Suena un CD de Strauss: la Sinfonía Alpina. Un buen tónico como para acabar el día. Ya no sabría cómo vivir sin música. Me he convertido en un stendhaliano diletante. Mis síndromes de Stendhal son habituales; suelen ocurrirme durante algunas manifestaciones de arte, y no siempre en Florencia.
Ver Florencia y morir. Slogan que se puede decir de unas cuantas ciudades de Italia. Yo sufrí ésos vértigos estéticos al contemplar la sacristía Nuova de Miguel Ángel. No sé si los Medici se la merecían, pues algunos de ellos dejan mucho que desear. El pasadizo entre el palazzo Vecchio y el Pitti, atravesando el puente sobre el Arno, habla bien a las claras de su discutida reputación y su temor a fenecer despedazados, a manos de la turba.
Comprendo la saudade stendhaliana por Italia. A mi me ocurre lo mismo; de vez en cuando me asalta la pasión de añorarla, de retornar a ella y conocerla más a fondo, volviendo más íntimos nuestros afectos. Y es que como he oído por ahí, Italia no es un país, es una emoción. Pocos lugares despiertan nuestros sentimientos más viscerales que contemplar en un primer golpe de vista la plaza de San Marco de Venecia. He oído de experiencias donde no faltó el correr de las lágrimas, junto a la más romántica melancolía. Así es Venecia, aunque algunos la consideren un nido de ratas.

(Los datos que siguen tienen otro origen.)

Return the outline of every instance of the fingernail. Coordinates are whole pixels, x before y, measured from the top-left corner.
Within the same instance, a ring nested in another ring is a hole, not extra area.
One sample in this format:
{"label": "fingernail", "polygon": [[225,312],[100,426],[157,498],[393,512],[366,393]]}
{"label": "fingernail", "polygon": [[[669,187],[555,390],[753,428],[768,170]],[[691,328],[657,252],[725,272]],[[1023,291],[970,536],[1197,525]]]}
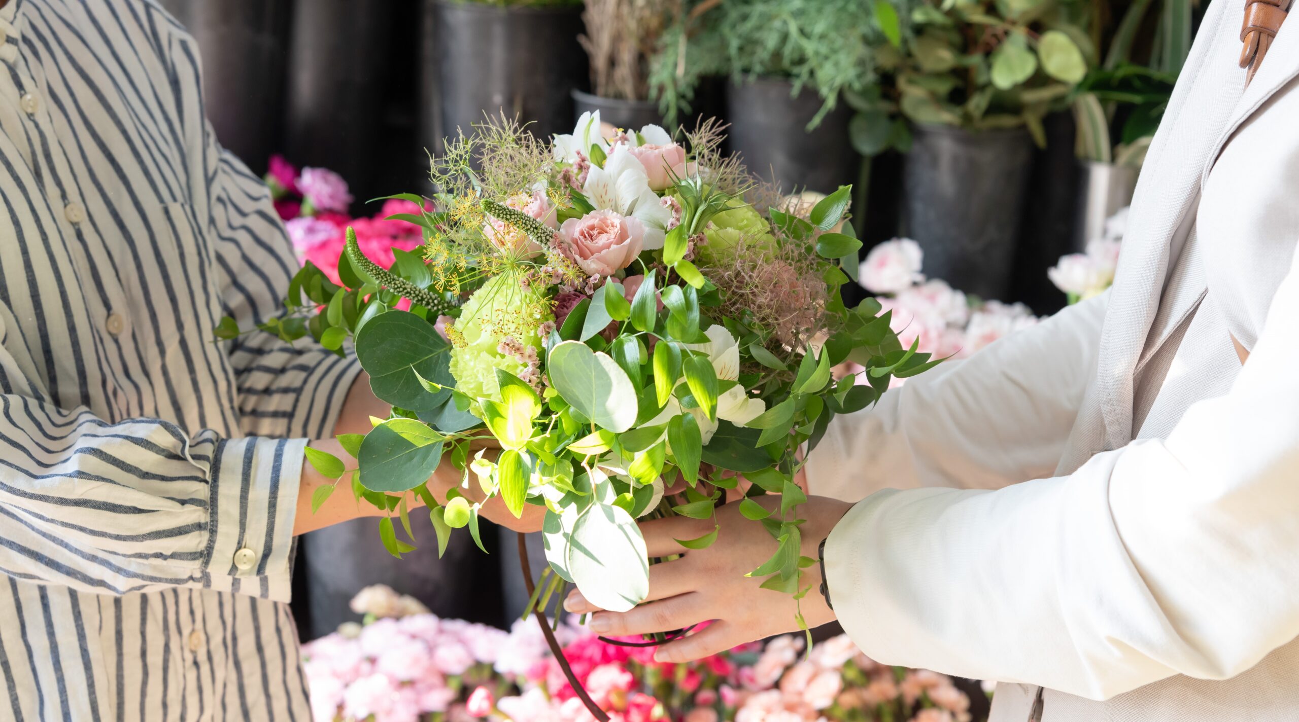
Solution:
{"label": "fingernail", "polygon": [[574,613],[581,612],[583,606],[582,603],[585,601],[586,600],[582,599],[581,592],[573,590],[572,592],[569,592],[569,596],[564,597],[564,609]]}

Concluyo un libro sobre la batalla de Lepanto. Reconozco que de ella contamos con una visión bastante inexacta. Muchos la conocemos solo por la frase que lapidó Cervantes: ¡La más alta ocasión que vieron los siglos! En efecto, dicha victoria significa la más alta cota alcanzada por el imperio español de los Austrias. En ella Juan de Austria coronó el laurel del triunfo, masacrando nada más y nada menos que al infiel, terror de la cristiandad. El inmolado Carrero Blanco conmemoró el hecho en su singular libro La victoria del Cristo de Lepanto. Yo creo que la de Lepanto es una batalla que se viene repitiendo en el transcurso de los siglos. Acaso es siempre la misma batalla: Termópilas y Salamina, Accio, y Lepanto. Estuve en Lepanto. En esas aguas entrechocan las fuerzas tectónicas de oriente y occidente. Recuerdo esa mañana en un trasbordador cruzando el estrecho que separa la península Griega y el Peloponeso. En medio del mar creí divisar el espejismo de las dos escuadras, la de la Liga y la otomana trabadas entre una densa humareda, masacrándose a sangre y fuego, sin poner coto a la vorágine despiadada de la guerra. Creía divisar, digo, pero el mar estaba calmo, un sol rubicundo bendecía una mañana de completo solaz y estaba recién comenzado el siglo XXI. Muy atrás quedaban las dos flotas enemigas embistiéndose, despedazándose a cañonazos, abordándose bajo la consigna de no hay prisioneros; con el mismo Don Juan batiéndose espada en mano, sajando a cuanto turco le venía al alcance, o el futuro don Miguel, con su mano reventada por un arcabuzazo, pero saboreando con una sonrisa la miel de la victoria. Lo que me ha traído dicha lectura es el deseo de conocer Estambul-Constantinopla. Siempre hemos tenido a los turcos por esos bárbaros infieles, pero harenes como el de Topkapi no dejan de faltar en occidente. Estambul como Sevilla debe tener un sabor especial, y no solo el de la carne putrefacta de los Kebabs. Hagia Sofía y la maravilla del Bósforo recomiendan la visita.
Muchas cosas hoy he dejado en el tintero, pero es que cada día tiene un limite de papeles que escribir que algunos llaman 24 horas. Nada es el tiempo sin una conciencia que lo mida. Las cosas pasan de prisa, mientras la vida se nos escapa entre los dedos. Una forma de retenerla es condensándola en un libro. Por ejemplo un libro como el que esta tarde he estado tentado de comprar. Se titulaba La nobleza del fracaso, de un autor norteamericano relacionado con Mishima, a cuya memoria dedicó el libro. En él constata todo una religión del perdedor en la historia japonesa, desde los antiguos héroes al último de los samurais, acabando en el ciego furor de los Kamikaze. ¿Puede acaso en la derrota haber mayor grandeza que en la victoria?